A Justiça de Marília marcou para o dia 11 de dezembro, às 10h, a primeira audiência de instrução, debates e julgamento no processo que apura o feminicídio de Lucimara Nunes, ocorrido em Vera Cruz, no início de agosto. O caso, que teve grande repercussão, é conduzido pelo juiz Fabiano da Silva Moreno, da 3ª Vara Criminal de Marília.
O processo tramita com prioridade, por se tratar de réu preso ainda sem julgamento. Rodrigo Henrique de Souza, de 39 anos, está em prisão preventiva e responde por homicídio qualificado com uma série de agravantes.
A audiência — a primeira envolvendo testemunhas — será determinante para a sentença de pronúncia, etapa em que o juiz decidirá se o caso irá ou não a júri popular. Na ocasião, o réu deverá ser ouvido em juízo.
Crime bárbaro
O Ministério Público do Estado de São Paulo (MP-SP), por meio do promotor Rafael Abujamra, apresentou denúncia contra Rodrigo em 13 de agosto.
A representação foi aceita integralmente pela Justiça. A acusação enquadra o crime como feminicídio qualificado, com as circunstâncias de menosprezo à condição de mulher, motivo torpe, meio cruel, uso de recurso que dificultou a defesa da vítima e descumprimento de medida protetiva.
Segundo o MP, dias antes do crime o réu já havia perseguido e agredido a ex-companheira, motivo pelo qual foi expedida uma ordem judicial de afastamento — ignorada por ele.

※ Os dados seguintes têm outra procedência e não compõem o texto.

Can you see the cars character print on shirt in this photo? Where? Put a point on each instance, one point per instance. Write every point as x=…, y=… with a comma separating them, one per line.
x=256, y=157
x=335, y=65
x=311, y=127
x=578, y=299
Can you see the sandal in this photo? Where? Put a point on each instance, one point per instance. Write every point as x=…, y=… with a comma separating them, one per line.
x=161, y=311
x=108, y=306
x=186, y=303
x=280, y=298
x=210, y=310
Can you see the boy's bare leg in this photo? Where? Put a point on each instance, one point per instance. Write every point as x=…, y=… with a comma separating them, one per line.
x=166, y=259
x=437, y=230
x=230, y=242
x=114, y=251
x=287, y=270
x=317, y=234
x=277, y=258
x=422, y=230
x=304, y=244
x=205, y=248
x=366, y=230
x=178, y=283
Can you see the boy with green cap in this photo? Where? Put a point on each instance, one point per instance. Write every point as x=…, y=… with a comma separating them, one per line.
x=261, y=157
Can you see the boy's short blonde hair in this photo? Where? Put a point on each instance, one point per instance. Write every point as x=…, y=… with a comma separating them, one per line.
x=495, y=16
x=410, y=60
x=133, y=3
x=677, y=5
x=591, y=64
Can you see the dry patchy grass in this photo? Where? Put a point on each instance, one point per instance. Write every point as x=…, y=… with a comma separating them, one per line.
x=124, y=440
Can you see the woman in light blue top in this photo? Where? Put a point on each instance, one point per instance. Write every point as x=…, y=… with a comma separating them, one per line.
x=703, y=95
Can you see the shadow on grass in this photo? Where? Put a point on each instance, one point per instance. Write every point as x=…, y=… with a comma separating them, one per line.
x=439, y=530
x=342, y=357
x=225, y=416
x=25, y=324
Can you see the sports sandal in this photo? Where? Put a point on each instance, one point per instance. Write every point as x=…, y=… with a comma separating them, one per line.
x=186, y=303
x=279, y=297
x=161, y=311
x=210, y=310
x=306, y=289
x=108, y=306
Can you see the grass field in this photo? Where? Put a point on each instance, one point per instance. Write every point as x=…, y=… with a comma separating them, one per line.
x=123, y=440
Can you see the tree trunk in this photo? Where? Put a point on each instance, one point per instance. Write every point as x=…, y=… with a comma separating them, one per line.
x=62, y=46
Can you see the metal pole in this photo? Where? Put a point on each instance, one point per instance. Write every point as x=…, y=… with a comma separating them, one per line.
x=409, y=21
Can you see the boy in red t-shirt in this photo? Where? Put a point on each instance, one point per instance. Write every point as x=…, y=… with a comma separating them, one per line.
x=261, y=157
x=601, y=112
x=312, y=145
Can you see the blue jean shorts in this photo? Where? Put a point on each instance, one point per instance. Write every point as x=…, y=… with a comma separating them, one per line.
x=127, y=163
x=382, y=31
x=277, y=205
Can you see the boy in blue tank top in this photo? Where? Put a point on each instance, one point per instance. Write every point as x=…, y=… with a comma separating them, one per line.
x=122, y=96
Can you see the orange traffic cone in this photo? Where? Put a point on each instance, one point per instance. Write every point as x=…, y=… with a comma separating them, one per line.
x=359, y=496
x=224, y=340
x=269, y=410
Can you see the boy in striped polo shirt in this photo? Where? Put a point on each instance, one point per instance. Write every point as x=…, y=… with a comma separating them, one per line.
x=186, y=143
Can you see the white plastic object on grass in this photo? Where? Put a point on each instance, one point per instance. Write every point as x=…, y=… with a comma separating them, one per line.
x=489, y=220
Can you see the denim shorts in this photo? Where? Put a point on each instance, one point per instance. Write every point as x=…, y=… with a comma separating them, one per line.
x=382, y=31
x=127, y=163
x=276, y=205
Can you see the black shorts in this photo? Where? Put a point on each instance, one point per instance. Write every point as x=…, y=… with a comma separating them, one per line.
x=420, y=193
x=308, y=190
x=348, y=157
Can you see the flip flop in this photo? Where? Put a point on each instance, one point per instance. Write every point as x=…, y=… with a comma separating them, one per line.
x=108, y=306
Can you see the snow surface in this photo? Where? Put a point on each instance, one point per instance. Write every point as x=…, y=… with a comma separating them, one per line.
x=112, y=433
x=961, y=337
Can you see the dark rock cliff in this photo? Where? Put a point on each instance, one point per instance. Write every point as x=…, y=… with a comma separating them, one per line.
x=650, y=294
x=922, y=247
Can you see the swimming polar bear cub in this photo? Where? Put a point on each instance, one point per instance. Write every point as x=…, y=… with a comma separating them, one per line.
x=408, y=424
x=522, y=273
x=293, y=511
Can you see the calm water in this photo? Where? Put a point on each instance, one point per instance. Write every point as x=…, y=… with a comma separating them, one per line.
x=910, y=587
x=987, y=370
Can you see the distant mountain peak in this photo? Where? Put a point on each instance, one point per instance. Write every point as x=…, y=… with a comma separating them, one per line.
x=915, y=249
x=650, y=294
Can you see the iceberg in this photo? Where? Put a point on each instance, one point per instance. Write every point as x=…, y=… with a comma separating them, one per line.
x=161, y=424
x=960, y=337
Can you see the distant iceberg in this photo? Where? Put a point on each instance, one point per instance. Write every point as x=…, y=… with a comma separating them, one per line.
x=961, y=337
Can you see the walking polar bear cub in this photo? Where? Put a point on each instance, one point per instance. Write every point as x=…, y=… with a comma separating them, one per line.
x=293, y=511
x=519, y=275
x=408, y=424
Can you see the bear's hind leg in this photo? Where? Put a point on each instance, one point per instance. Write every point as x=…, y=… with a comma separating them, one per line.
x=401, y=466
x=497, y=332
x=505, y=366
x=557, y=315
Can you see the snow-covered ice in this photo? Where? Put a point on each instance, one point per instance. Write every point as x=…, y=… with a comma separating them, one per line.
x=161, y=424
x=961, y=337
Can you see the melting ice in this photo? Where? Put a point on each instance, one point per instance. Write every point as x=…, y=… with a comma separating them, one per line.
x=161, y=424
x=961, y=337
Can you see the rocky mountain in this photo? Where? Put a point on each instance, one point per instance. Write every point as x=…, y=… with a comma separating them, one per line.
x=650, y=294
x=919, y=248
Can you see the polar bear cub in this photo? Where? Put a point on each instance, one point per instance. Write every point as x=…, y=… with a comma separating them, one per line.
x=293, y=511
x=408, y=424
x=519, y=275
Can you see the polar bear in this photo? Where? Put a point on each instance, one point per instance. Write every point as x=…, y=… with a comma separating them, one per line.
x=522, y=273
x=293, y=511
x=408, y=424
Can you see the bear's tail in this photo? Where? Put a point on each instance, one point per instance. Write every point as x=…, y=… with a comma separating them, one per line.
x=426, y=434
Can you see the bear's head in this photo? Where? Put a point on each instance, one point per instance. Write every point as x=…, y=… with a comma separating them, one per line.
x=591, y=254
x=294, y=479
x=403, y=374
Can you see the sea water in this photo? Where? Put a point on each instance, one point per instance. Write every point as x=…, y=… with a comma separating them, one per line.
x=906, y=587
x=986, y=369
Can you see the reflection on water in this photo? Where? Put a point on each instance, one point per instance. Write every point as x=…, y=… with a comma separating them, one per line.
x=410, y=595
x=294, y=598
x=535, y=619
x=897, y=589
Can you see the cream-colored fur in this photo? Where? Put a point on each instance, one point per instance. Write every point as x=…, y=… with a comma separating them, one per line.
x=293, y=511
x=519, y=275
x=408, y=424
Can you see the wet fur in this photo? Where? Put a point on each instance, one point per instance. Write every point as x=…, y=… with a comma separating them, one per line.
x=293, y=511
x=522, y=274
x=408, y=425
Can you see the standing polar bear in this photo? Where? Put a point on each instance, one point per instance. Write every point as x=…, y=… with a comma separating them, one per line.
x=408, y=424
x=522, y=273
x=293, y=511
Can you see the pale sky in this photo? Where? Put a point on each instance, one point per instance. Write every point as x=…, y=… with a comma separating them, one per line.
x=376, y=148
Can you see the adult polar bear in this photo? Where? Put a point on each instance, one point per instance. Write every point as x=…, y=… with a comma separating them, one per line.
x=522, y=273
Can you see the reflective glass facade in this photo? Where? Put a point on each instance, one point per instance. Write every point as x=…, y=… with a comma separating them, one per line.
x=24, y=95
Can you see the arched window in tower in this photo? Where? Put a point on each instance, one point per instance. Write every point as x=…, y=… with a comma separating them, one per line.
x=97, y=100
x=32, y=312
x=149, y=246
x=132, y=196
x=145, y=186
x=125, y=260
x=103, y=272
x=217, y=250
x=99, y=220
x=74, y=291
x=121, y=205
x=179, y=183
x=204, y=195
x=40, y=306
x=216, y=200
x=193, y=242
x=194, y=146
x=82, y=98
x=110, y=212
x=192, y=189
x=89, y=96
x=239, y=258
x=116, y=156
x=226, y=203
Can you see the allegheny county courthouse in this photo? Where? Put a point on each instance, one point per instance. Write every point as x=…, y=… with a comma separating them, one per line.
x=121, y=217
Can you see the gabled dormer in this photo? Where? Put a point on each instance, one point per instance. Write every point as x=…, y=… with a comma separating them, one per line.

Além disso, Rodrigo é reincidente em violência doméstica e estava em regime de sursis — benefício que suspende temporariamente o cumprimento de pena anterior — quando cometeu o assassinato.
Plena luz do dia
O feminicídio ocorreu no início da tarde de 2 de agosto, na rua Aurélio Luiz Oliveira, área central de Vera Cruz. Lucimara Nunes, de 55 anos, cabeleireira, estava na casa da irmã e se despedia de familiares quando percebeu a aproximação do ex-companheiro.
De acordo com a investigação, ela tentou se abrigar dentro do imóvel, mas foi perseguida e atacada com múltiplos golpes de faca no peito, na frente da irmã e de um sobrinho. Câmeras de segurança de imóveis próximos flagraram Rodrigo caminhando com a faca nas mãos e, em seguida, fugindo do local correndo.
Lucimara chegou a ser socorrida consciente e levada ao Hospital das Clínicas (HC) de Marília, onde morreu durante cirurgia devido à gravidade dos ferimentos.
Após o crime, Rodrigo fugiu em um Peugeot branco, localizado algumas horas depois em Marília. Ele tentou escapar a pé, mas foi capturado pela Polícia Civil em Pompeia, escondido no quintal de uma casa.
Em depoimento preliminar, confessou o crime alegando ciúmes, mas optou por permanecer em silêncio durante o interrogatório formal na delegacia. A prisão em flagrante foi convertida em preventiva ainda na audiência de custódia.